Counsellors, marriage and family therapists, and psychotherapists may approach premarital counselling differently. Still, the goal remains the same: to enable you and your partner to have the conversations and develop the skills you need before entering into a lifelong marriage.
What To Discuss With Your Counsellor?
1. Understanding each other's marriage expectations
Halfway through the second session of ‘pre-marriage counselling’, the therapist asked Jill if she agreed with James that she would be doing most of the work about bringing up their children. Jill immediately replied, “Hold on, no way. I expect both of us to take up equal responsibility. I am not willing to give up my job.”
She was surprised to hear James’ expectations that came from his early childhood experiences and his belief that children need a full-time mother tending to their needs.
A therapist then mediated a heated discussion about expectations and assumptions. Finally, the couple discussed their beliefs about children and worked on them till both were happy with their expectations.
Imagine having this conversation after marriage, and instead of changing the spoilt bulb, you may end up changing the house!!
2. The Past you bring into your marriage.
Many couples come after marriage to save their marriages as their past interferes with their present. I had a couple who came because his wife could not let go of her suspicious nature. Her father had several extramarital affairs, which impacted her belief that her husband would also cheat on her.
Premarital counselling helps to air some of the childhood issues, and if healing is required, the counsellor will also meet the couple individually or refer them for individual counselling.
3. Learn to Resolve Conflicts in Marriage
“I am like that, and I cannot change”. Well, this is a definitive statement I hear. However, premarital counselling helps recognise our defense coping mechanism, learn to be vulnerable, and discuss topics challenging they may be. The foundation to a successful marriage is having open conversations and the ability to resolve conflicts.
4. Financial Management Skills
I have had couples who come and say they are poor financial planners, or they hide their finances from each other, etc. Money can be an essential ingredient in keeping the marriage alive or ruining it.
Every person has a unique relationship with money. There is no right or wrong.
In premarital counselling, you will discuss your beliefs around finances and lay it open for mediation from your counsellor in a safe and non-judgmental environment. A couple can avoid this typical relationship snag by understanding each other’s money stories, past and present financial histories, and shared future goals and intentions.
It is a well-known fact that intimacies are highly personal, and most marriages encounter intimacy problems.

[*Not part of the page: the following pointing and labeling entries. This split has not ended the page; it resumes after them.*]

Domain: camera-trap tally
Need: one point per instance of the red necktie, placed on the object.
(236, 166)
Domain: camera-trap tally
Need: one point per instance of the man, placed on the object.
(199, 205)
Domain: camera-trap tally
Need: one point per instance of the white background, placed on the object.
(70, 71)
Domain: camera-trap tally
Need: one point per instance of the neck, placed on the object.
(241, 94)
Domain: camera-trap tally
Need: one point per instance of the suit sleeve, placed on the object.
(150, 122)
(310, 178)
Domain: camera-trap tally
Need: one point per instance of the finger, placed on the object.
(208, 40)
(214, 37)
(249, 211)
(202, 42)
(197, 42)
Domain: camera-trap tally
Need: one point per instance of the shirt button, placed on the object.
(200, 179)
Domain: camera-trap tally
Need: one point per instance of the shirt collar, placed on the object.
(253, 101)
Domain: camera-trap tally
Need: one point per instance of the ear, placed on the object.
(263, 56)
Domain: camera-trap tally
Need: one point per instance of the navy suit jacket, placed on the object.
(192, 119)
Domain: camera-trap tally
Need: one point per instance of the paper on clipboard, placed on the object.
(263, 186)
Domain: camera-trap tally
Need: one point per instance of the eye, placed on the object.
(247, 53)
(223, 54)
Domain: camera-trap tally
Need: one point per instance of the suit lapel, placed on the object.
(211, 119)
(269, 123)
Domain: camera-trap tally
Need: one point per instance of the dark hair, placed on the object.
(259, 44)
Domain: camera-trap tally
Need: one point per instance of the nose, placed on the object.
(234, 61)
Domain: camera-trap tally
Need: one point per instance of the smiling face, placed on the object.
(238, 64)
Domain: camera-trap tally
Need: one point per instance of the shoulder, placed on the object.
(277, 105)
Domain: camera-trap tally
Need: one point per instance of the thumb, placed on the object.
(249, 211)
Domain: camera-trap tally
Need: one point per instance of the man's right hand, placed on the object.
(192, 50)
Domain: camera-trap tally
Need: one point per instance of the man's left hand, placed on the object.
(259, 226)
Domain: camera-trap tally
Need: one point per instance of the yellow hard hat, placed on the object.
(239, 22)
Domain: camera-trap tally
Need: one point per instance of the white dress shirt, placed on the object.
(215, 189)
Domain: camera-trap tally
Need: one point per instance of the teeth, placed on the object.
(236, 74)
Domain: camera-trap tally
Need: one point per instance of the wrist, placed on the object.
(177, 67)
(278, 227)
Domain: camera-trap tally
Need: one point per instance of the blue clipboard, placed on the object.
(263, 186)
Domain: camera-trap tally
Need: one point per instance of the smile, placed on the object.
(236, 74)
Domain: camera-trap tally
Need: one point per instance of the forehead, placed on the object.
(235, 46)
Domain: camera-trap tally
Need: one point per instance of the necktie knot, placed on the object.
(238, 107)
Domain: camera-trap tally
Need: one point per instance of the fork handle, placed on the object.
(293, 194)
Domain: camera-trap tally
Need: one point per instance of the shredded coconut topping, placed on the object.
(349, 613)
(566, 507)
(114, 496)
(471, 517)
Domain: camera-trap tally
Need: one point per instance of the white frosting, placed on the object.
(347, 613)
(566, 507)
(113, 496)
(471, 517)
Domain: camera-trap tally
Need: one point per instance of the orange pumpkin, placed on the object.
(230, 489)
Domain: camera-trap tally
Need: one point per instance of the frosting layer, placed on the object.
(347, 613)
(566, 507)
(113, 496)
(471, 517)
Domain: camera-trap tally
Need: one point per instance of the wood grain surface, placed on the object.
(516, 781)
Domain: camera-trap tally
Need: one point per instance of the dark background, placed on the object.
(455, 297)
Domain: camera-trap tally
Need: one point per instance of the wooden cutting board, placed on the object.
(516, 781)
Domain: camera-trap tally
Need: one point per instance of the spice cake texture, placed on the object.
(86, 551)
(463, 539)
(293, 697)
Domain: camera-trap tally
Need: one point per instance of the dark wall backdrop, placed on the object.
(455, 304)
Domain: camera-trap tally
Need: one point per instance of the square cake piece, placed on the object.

Even though it might be uncomfortable to talk about your sex life in front of a stranger, understanding the general physiological and emotional gender differences, as well as those specific to [you], can open up the possibility of shaping a healthy physical relationship.
6. Issues surrounding family
“I don’t want to stay with your parents”, “I want a house of my own”, “I do not want children”, “I want my child to follow my religion”.
There are so many beliefs around family you bring to the marriage. If they are not discussed openly, they can create unimaginable wounds and break-ups. Premarital counsellors facilitate couples to understand and define the issues and their beliefs around family and children. It leaves them and their marriage better prepared.
Premarital counselling helps to develop a better understanding of core values and differences.
Do you know what to do when your partner’s desire for a big city conflicts with your dream of quiet country life? You can feel threatening or unable to resolve your differences if you let them creep up on you. Though they don’t need to be that way, our relationships can be enriched and enlivened if we meet our differences with openness and honesty. In addition, you and your partner can benefit from premarital counselling by learning to compromise and cooperate as you plan out your future together.